Briser les idoles… une demande authentique d'initiation
par Tobie Nathan [1]
Conférence prononcée le 13 mai 2006 au colloque Pnim Panim à l'Université Bar Ilan en Israël : "Tomber sur la face" — Avraham le briseur d'idoles. "Briser les idoles" désigne l'acte courageux de celui qui décide de rompre — avec l'erreur du plus grand nombre qu'il partagea naguère. Brisant les idoles… c'est ainsi qu'apparaît le personnage d'Avraham dans le texte de la Genèse :
"Et dieu avait dit à Avraham : "Va pour toi (lekh lekha), quitte la terre où tu es né, quitte la maison de ton père, vers la terre que je t'indiquerai" (Gen. 12:1.)
Quelques versets, plus haut, une petite phrase, relatant le décès de son frère a fait l'objet d'un commentaire fécond, sans doute à l'origine de l'expression "briser les idoles", passée dans le langage courant avec le succès que l'on sait :
"Haran mourut devant la face de son père" (Gen. 11:28).

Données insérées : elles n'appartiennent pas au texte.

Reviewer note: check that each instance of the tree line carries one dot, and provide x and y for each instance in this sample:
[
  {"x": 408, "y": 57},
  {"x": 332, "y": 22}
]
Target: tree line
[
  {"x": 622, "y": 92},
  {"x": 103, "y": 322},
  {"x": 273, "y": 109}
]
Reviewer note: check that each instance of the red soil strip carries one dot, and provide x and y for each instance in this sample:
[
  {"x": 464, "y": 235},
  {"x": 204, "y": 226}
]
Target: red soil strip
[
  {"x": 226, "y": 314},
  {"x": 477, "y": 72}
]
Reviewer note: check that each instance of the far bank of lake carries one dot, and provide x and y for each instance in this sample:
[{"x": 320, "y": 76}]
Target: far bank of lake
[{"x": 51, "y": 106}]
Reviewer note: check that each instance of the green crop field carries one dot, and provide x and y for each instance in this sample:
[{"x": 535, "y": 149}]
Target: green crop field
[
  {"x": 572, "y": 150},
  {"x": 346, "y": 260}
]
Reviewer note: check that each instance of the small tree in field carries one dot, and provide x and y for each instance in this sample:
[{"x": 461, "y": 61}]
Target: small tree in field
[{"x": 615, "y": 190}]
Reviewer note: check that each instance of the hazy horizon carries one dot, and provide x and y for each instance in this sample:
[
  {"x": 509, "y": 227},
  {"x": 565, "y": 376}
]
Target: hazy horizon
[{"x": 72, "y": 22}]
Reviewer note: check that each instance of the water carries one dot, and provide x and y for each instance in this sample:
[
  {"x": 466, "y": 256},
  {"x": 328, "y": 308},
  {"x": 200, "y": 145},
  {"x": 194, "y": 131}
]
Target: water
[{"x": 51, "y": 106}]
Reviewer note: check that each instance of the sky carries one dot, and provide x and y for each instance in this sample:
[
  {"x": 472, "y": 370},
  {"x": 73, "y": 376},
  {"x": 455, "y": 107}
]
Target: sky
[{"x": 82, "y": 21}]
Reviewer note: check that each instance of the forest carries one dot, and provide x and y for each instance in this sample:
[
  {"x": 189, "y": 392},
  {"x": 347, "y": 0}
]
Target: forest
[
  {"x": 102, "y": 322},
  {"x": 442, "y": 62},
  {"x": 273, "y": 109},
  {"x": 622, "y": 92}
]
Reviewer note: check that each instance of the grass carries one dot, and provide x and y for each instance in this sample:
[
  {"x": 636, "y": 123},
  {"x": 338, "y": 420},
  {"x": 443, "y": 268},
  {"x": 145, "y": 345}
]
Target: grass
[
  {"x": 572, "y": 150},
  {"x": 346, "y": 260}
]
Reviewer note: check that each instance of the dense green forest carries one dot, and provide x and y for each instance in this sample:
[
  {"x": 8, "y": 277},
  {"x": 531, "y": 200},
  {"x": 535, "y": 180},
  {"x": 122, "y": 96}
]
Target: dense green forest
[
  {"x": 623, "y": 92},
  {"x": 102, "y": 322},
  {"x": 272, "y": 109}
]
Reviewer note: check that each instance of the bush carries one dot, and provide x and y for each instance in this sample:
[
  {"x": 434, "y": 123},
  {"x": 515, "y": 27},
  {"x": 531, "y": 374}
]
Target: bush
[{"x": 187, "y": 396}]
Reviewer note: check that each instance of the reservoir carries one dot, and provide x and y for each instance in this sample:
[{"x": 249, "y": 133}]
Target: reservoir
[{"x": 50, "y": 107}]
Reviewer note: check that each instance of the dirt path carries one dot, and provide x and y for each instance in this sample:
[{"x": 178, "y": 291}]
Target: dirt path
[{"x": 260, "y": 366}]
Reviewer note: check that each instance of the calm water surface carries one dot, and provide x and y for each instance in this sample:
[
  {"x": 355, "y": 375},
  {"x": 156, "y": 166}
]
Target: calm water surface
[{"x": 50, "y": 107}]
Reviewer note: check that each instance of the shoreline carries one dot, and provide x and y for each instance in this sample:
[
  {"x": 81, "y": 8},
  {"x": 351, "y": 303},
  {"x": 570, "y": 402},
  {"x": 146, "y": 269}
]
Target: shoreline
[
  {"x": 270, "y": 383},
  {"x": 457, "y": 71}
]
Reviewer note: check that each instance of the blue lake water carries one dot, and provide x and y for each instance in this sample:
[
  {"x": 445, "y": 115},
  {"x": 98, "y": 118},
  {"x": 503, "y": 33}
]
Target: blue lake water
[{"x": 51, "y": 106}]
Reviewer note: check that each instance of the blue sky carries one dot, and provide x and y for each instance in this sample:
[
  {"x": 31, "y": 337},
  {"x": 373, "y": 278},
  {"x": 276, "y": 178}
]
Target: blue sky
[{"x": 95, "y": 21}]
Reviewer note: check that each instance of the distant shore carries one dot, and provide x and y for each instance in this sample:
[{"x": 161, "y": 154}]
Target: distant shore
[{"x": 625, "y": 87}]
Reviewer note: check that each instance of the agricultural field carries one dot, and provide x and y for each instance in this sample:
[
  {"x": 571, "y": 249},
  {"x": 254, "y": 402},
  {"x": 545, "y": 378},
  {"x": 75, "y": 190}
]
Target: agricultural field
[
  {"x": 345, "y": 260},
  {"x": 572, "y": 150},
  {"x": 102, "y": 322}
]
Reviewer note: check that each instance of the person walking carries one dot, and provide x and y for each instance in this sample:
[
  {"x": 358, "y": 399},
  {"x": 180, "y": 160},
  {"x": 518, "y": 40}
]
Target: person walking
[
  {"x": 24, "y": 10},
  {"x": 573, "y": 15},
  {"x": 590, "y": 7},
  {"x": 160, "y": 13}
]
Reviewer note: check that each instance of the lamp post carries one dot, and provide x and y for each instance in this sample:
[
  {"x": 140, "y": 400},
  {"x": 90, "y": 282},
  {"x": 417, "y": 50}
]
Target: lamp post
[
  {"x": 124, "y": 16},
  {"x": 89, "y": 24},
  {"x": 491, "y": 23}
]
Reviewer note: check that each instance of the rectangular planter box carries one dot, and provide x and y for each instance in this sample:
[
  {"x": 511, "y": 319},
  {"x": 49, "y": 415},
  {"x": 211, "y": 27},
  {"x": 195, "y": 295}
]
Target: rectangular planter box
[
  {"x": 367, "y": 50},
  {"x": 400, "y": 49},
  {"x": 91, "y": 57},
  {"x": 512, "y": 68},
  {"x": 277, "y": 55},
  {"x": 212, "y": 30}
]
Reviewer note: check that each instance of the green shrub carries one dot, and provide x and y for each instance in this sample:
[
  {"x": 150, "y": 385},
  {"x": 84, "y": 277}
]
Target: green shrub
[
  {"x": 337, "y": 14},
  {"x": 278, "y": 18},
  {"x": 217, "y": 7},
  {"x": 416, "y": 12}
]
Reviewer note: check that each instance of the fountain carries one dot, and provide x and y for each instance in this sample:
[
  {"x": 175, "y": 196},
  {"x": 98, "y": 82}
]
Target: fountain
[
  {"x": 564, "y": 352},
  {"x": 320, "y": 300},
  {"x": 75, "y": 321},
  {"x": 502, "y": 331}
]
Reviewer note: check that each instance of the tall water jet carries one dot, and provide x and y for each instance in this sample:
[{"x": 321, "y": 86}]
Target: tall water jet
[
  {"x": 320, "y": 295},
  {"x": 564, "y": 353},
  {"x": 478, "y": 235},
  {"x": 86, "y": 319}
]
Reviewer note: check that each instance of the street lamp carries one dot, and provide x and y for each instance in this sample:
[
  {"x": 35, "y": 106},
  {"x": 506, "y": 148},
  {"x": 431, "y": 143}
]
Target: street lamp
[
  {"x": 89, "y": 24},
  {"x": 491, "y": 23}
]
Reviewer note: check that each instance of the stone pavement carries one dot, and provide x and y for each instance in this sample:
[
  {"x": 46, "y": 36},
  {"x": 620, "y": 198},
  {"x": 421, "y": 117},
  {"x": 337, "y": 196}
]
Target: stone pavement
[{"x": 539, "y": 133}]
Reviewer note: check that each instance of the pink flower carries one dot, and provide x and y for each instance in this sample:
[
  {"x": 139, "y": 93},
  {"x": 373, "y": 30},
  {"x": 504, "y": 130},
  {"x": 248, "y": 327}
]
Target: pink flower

Un Midrash raconte les circonstances de la mort de Haran. Terah, père d'Avraham, de Nahor et de Haran, fabricant et vendeur "d'idoles", confie son échoppe à son fils aîné. Après avoir tourné en ridicule les clients de son père, Avraham se saisit d'un bâton et fracasse toutes les idoles, sauf la plus grande à la main de laquelle il fixe le bâton. À son père qui, furieux, l'interroge au sujet du massacre, il répond : "elles se sont disputé la nourriture, la plus grande, furieuse, a brisé toutes les autres". "Mais est ce possible ? Elles ne comprennent rien", se fâche le père. C'est alors que le fils coince son père à sa propre logique : "tes oreilles seraient-elles sourdes aux paroles de ta bouche ?" Furieux, Terah livre Avraham à la justice du roi Nemrod. Après une dispute au sujet de leurs croyances, Nemrod condamne Avraham au bûcher. Jeté au feu, il y reste vivant trois jours et trois nuits et en ressort indemne. C'est alors qu'on demande à Haran, son frère, magicien et fabricant d'idoles, tout comme son père : "pour qui es-tu ?" "Je suis pour Avraham et pour son Dieu", répond le plus jeune, voulant ainsi participer au triomphe de son frère. On le jette au feu à son tour, et il périt devant son père, les entrailles carbonisées.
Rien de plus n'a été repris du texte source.